Rumah masa kecilku penuh dengan suara. Tapi bukan tawa terdengar---melainkan retakan yang tak terlihat dari sebuah riuh keributanÂ
Aku bukan takut menikah. Aku hanya takut mengulang penderitaan yang disamarkan sebagai cinta.
Pecahan itu kecil, namun ternyata tajam. Seperti kenangan.
Pyarrrr
Suara pecahan piring terdengar nyaring, bersamaan dengan keributan yang kian memanas.

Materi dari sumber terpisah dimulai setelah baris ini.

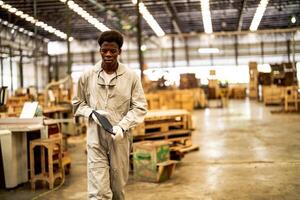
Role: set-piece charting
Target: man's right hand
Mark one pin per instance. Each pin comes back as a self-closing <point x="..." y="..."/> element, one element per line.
<point x="101" y="112"/>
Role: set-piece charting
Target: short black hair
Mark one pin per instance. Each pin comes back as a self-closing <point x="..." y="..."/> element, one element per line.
<point x="111" y="36"/>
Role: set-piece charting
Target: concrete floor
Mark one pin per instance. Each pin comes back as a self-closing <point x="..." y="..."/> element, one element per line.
<point x="245" y="153"/>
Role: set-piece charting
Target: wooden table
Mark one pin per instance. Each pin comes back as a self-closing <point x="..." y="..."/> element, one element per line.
<point x="13" y="137"/>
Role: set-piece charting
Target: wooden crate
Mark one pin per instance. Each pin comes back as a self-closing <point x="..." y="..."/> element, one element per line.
<point x="238" y="92"/>
<point x="273" y="95"/>
<point x="138" y="130"/>
<point x="151" y="161"/>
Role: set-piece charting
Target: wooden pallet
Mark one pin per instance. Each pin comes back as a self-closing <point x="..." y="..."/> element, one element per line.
<point x="171" y="136"/>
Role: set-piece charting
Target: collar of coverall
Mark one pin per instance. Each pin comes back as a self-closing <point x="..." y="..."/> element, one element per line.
<point x="97" y="69"/>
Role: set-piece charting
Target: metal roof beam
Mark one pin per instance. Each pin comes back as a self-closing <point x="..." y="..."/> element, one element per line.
<point x="175" y="20"/>
<point x="240" y="23"/>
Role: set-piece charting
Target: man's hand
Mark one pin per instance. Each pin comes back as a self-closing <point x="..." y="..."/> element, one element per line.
<point x="117" y="130"/>
<point x="101" y="112"/>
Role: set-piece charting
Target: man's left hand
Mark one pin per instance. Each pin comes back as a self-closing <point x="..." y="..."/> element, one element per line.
<point x="119" y="133"/>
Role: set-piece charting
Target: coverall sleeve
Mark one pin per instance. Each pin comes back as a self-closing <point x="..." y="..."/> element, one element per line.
<point x="138" y="107"/>
<point x="79" y="102"/>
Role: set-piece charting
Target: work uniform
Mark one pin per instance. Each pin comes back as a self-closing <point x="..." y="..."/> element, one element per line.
<point x="124" y="100"/>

"Kamu tuh, masak aja gak becus. Punya mata gak si, aku baru pulang kerja itu capek. Pengen makan, malah ditumpahin segala. Dasar tolol," umpatnya, matanya melotot seakan-akan ingin keluar.
"Mas, aku juga baru pulang, capek. Mikir dong, cuma tumpah kayak gitu marah-marah. Bisa ambil lagi kan," jawabnya, nadanya tak kalah tinggi.
"Goblok, pake otak dong. Ini beras kalau habis siapa yang beli hah?"
"Aku juga cari uang mas, bukan kamu doang."
"Nglawan lagi, nglawan lagi. Dasar istri gak tahu diri." Hampir saja tangan kanannya melayang di pipi kiri sang istri, namun melihat anaknya tiba-tiba saja muncul membuatnya urung untuk melakukan.